The Push/Pull Factors Balance

When it comes to migrating to another country, which plays a bigger part, the Push Factors or the Pull Factors? It has to be a balance of both with no exception. The combination of both set of factors is not adequate as a deciding force to uproot a person. The keyword is balance. 

Take for example one of my colleagues who came to Australia by boat. If his story was to be believed, his motivation to brave untold dangers to reach the shores of Australia as an illegal immigrant came from the fact his people were living on the edge every single day in his home country. He managed to come to Australia and got himself recognised as an asylum seeker, got his Permanent Resident visa and finally became an Australia citizen last week. Yet when asked if he would make the same move if Australia's illegal immigrant policies were the same as the current set back then (sending them to Papua New Guinea instead) he said, "No!" without hesitation. Here was a man with a strong set of push factors behind him, yet it wasn't enough to convince him to move to just about anywhere without the attraction of the right pull factors.

My push factors were enough for me to leave the shores of Singapore with a pregnant wife, no job and money enough to last us 6 months. I had met many who told me that was 'risky' or I had a huge risk appetite. In fact, migration has nothing to do with the characteristics of an individual. We are all the same, economically motivated with a comfort zone orbiting ourselves. The difference lies in the push/pull factors profiles.

Still don't quite get it? Say, for a Singaporean man who works as a cleaner for $800 a month has the opportunity to work as a cleaner in Australia for $3,000 a month, job guaranteed for him upon arrival, will he make the move? Probably in many cases but not for someone with a negative push factor such as the reluctance of leaving an aged parent behind. Or simply another Singaporean in such a cushy situation with his career that even the blue skies or fresh air in Australia makes no sense to him, again, even if a (lesser) job is waiting for him in Australia.

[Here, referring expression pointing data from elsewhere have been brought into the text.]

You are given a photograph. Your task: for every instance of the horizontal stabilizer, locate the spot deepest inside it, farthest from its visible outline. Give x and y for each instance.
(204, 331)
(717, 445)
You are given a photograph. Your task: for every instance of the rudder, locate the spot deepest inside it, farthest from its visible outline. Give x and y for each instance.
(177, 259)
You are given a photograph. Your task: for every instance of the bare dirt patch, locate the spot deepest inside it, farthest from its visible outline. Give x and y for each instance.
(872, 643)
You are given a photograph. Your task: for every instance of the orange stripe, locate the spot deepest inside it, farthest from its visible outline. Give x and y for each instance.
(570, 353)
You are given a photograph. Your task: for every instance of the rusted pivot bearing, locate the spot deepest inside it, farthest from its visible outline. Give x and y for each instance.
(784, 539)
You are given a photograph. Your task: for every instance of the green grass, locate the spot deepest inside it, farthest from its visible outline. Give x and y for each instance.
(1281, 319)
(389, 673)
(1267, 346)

So you have to imagine how hard is it for a Singaporean man to decide to leave Singapore for Australia without a promised job in the horizon. While it may not require the radical conditions of random people coming after your life everyday like my colleague faced, it takes nothing less than a huge beating in your beliefs in Singapore to decide want away, job or no job. So for the friend who asked me how is the job market in Australia these days, he may not yet realise that he was asking the wrong questions. The job market isn't relevant. Neither are the right time, wrong time, good time or bad time. The answer still lies in your pull/push factors profile. If it isn't balanced and attuned to perfection, a move will not materialise. That's how simple it is. One don't need to start an irrational rationalisation behind his decision to move or stay. Otherwise the statements will start to sound cuckoo, such as a yearly Singapore haze is still better than forest fires in Australia. There is little need to justify for a profile that simply does not balance and there is nothing wrong with that.


  1. Well said. The push factors for Malaysian Chinese to leave is definitely stronger. In a country where correct policies are not implemented, discriminated, corrupted, you see no future. Migrating is not an easy path. You basically start it all over again. Look in a brighter way, it is another chance for you to start afresh.

  2. Enjoy reading your blog posts, always seem to have an inspiring effect on me.
    I am also in the midst of my AU migration plan. Having got my IELTS (10 pts), Skills Assessment (15 pts). I ended up with 55 points with the remaining 5 points from NSW nomination.
    However, i failed to lodge my NSW nomination application on their 14 July 2014 as the website was totally jammed up. Hence, I will be trying my luck again on the next intake 14 Oct 2014 (I will be taking a day leave just for this purpose)...was feeling quite downhearted but reading your posts really lifted my spirits up (I don't know why also)...thanks Nix !

    1. What about spouse points?

    2. Hi VI H.

      Thanks for your reply....we had tried but she was unable to meet the IELTS (academic) requirement score of 7 across all 4 categories for our profession.

      I was banking on my working experiences to score at least another 5 points but more than half of my 6 years experience was chalked off by the assessing authorities, leaving me with no points for working experiences.

  3. Everyone has their own priorities and seek different ways to achieve their priorities in life. It is not a matter of right or wrong to stay or leave, it is just a matter of preference.